Nature of the Binding Interaction for 50 Structurally Diverse Chemicals with Rat Estrogen Receptors
* Endocrinology Branch, Reproductive Toxicology Division, National Health and Environmental Effects Research Laboratory, Office of Research and Development, U.S. Environmental Protection Agency, Mail-drop 72, Research Triangle Park, North Carolina 27711
Physiology-Pharmacology Department, Wake Forest University School of Medicine, Winston Salem, North Carolina 27157
Received May 30, 2006; accepted August 22, 2006
This study was conducted to characterize the estrogen receptor (ER)–binding affinities of 50 chemicals selected from among the high production volume chemicals under the U.S. EPA's (U.S. Environmental Protection Agency's) Toxic Substances Control Act inventory. The chemicals were evaluated using the rat uterine cytosolic (RUC) ER-competitive binding assay, with secondary analysis using Lineweaver-Burk plots and slope replots to confirm true competitive inhibition and to determine an experimental Ki. Data from these ER-competitive binding assays represent the types of competitive binding curves that can be obtained when screening chemicals with broad structural diversity. True competitive inhibition was observed in 17 of 50 chemicals. Binding affinities were much lower than that of estradiol (E2) with Ki concentrations ranging from 0.6 to 373µM as compared with that of E2 (0.77nM). Other chemicals that appeared to displace radiolabeled E2 binding to ER were, in fact, found not to be competitive inhibitors in the secondary Ki experiments. These seven chemicals likely altered the stability of the assay by changing the buffer pH, denaturing ER, or disrupting the ER-binding kinetics. Thus, several conditions that may confound interpretation of RUC ER-binding assay data are illustrated.

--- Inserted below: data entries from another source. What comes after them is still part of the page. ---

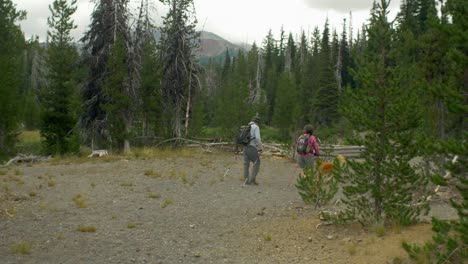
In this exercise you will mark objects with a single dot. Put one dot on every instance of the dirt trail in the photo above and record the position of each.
(175, 209)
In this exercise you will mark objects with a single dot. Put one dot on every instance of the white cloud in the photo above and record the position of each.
(236, 21)
(345, 6)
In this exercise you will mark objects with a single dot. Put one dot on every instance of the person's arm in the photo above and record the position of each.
(258, 139)
(315, 146)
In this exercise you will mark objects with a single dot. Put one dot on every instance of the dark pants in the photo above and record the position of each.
(251, 155)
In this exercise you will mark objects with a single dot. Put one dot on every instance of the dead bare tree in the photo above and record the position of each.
(179, 41)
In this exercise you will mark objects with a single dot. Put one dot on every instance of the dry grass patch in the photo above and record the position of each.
(154, 196)
(80, 202)
(51, 183)
(126, 184)
(21, 248)
(86, 229)
(166, 203)
(152, 174)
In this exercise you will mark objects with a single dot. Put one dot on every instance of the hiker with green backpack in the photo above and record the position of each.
(307, 148)
(249, 136)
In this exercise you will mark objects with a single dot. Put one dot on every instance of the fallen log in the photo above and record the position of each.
(25, 158)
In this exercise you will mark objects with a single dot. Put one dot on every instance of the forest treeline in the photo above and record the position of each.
(399, 88)
(125, 84)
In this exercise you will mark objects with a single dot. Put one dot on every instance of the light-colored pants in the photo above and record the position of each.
(251, 155)
(305, 161)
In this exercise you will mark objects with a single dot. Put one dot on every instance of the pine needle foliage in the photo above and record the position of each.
(11, 44)
(386, 185)
(317, 187)
(60, 98)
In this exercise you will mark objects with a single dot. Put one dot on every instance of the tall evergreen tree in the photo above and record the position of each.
(287, 109)
(387, 116)
(59, 98)
(179, 68)
(11, 47)
(109, 21)
(326, 99)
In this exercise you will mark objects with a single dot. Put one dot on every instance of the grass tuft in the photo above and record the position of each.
(351, 248)
(86, 229)
(153, 174)
(166, 203)
(21, 248)
(80, 202)
(154, 196)
(379, 229)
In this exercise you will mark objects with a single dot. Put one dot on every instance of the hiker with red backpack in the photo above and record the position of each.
(307, 148)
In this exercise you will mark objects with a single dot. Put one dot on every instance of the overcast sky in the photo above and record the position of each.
(237, 21)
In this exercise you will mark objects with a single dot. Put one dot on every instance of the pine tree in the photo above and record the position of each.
(109, 21)
(59, 98)
(327, 96)
(179, 68)
(151, 90)
(11, 47)
(386, 116)
(114, 89)
(286, 107)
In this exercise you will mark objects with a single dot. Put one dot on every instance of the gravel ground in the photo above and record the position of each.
(181, 207)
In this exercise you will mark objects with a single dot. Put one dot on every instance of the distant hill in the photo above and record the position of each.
(212, 46)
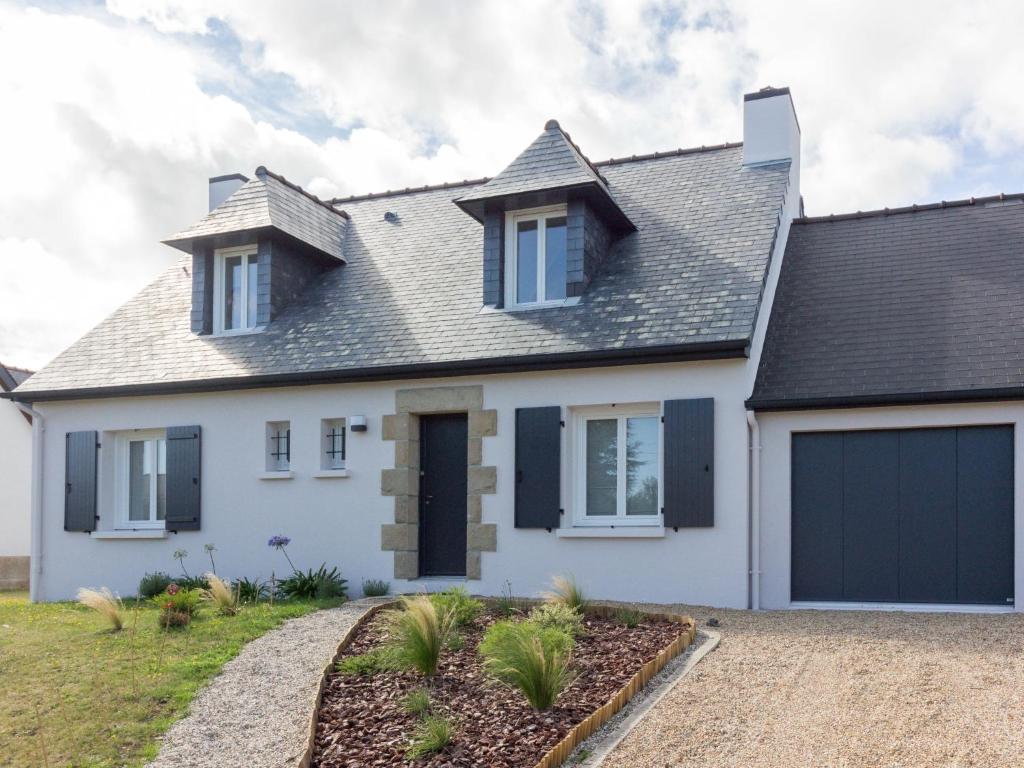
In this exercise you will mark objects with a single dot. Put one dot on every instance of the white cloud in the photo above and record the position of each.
(113, 120)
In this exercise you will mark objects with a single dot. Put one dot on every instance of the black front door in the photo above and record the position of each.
(442, 495)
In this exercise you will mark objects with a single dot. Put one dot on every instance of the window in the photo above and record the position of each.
(619, 466)
(279, 446)
(536, 256)
(142, 479)
(333, 443)
(235, 290)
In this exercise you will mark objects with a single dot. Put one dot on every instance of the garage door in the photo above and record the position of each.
(914, 515)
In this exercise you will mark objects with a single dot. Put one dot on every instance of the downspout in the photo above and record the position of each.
(754, 524)
(36, 552)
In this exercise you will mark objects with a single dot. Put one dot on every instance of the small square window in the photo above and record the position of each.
(333, 443)
(279, 446)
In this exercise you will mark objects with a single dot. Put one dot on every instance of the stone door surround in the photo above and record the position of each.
(402, 482)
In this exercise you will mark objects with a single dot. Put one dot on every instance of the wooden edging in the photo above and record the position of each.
(560, 752)
(557, 755)
(307, 756)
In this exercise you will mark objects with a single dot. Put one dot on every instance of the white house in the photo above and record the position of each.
(556, 370)
(15, 476)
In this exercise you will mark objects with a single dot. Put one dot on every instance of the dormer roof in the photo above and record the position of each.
(551, 165)
(264, 204)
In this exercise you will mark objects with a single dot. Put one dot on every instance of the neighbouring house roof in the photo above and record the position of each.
(552, 162)
(409, 300)
(11, 377)
(270, 203)
(906, 305)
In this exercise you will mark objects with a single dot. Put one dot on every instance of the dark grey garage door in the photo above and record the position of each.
(913, 515)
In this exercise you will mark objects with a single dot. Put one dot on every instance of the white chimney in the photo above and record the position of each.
(221, 187)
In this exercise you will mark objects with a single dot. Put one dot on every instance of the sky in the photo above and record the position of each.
(113, 116)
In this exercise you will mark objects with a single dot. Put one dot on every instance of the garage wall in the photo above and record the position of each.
(776, 431)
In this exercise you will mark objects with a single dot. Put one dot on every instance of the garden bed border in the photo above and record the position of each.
(580, 732)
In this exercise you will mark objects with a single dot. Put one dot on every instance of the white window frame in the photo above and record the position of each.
(123, 479)
(274, 464)
(512, 219)
(621, 413)
(249, 253)
(328, 462)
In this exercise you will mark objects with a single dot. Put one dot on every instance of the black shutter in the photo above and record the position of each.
(80, 480)
(183, 459)
(538, 467)
(689, 463)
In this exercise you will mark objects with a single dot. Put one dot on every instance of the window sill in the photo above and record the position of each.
(326, 473)
(137, 534)
(278, 475)
(602, 531)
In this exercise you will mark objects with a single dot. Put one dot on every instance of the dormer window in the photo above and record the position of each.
(536, 251)
(235, 290)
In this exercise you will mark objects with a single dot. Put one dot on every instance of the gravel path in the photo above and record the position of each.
(843, 689)
(256, 713)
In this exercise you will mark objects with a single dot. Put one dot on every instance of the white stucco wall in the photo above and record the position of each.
(339, 520)
(15, 480)
(776, 431)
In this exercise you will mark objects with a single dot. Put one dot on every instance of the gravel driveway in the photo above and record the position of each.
(843, 688)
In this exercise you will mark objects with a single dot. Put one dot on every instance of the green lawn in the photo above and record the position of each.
(73, 693)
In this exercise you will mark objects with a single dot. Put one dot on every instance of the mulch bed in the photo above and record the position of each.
(361, 721)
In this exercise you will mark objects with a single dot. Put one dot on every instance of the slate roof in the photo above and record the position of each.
(270, 202)
(922, 304)
(551, 162)
(11, 377)
(409, 299)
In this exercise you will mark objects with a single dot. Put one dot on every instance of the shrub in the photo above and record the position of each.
(417, 701)
(431, 735)
(371, 663)
(559, 616)
(528, 657)
(629, 617)
(419, 632)
(177, 606)
(103, 602)
(221, 595)
(311, 584)
(564, 590)
(251, 591)
(457, 603)
(193, 583)
(152, 585)
(376, 588)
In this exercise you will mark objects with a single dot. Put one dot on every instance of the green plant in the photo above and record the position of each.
(320, 584)
(457, 603)
(376, 588)
(629, 617)
(417, 701)
(193, 583)
(221, 595)
(251, 590)
(565, 591)
(431, 735)
(559, 616)
(505, 604)
(103, 602)
(370, 664)
(152, 585)
(419, 632)
(532, 658)
(177, 606)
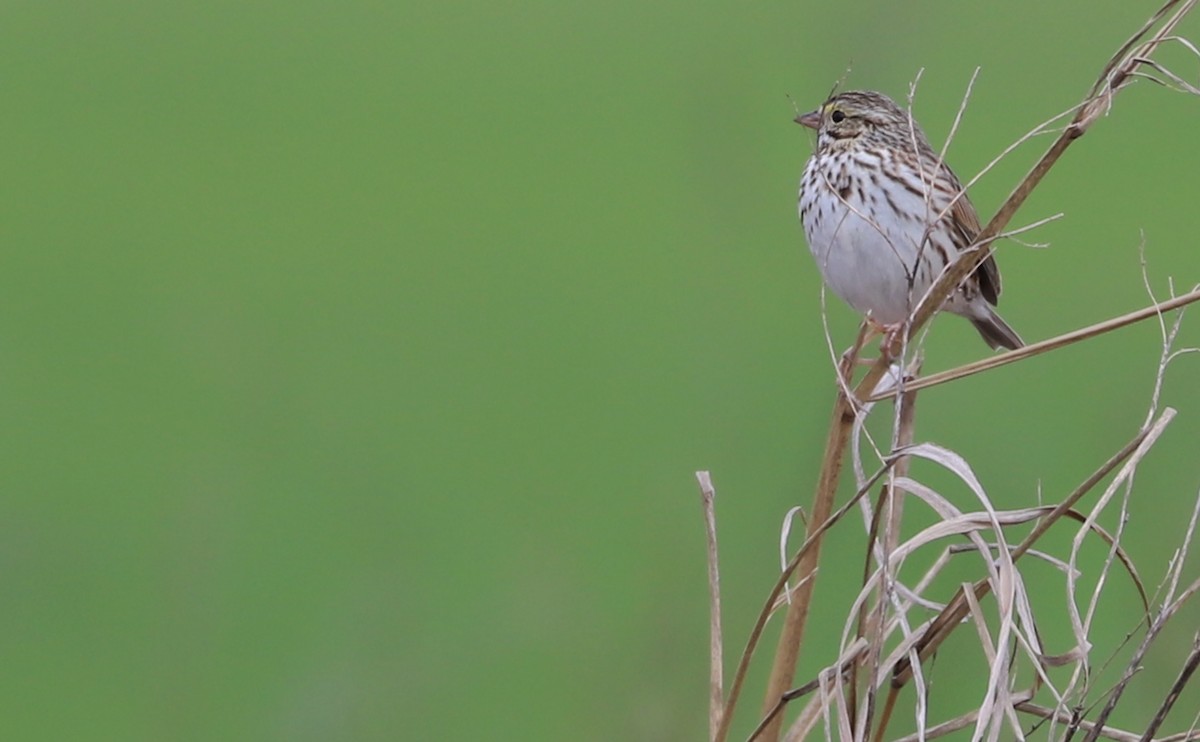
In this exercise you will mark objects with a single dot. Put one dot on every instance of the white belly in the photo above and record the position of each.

For another group of eight chemicals, neither an IC50 nor Ki could be determined due to solubility constraints. These chemicals exhibited slight (20–40%) inhibition at concentrations of 10–100µM, suggesting that they could be competitors at very high concentrations, yet Ki experiments were not possible as the limit of chemical solubility in the aqueous assay buffer was well above the IC50. An additional 18 of the 50 chemicals were classified as nonbinders because in concentrations up to 100µM they produced essentially no displacement of radiolabeled E2. These results show that although the ER-competitive binding assay is a valuable tool for screening chemicals, secondary tests such as a double reciprocal Lineweaver-Burk experiment with slope replot should be used to confirm true competitive inhibition. This information will be useful for the ongoing validation of the RUC ER-competitive binding assay under the U.S. EPA's Endocrine Disruptor Screening Program, as well as to support research efforts to develop computational models designed to identify chemicals with the ability to bind to ER.
Key Words: estrogen receptors; rat uterine cytosol; environmental chemicals; Ki.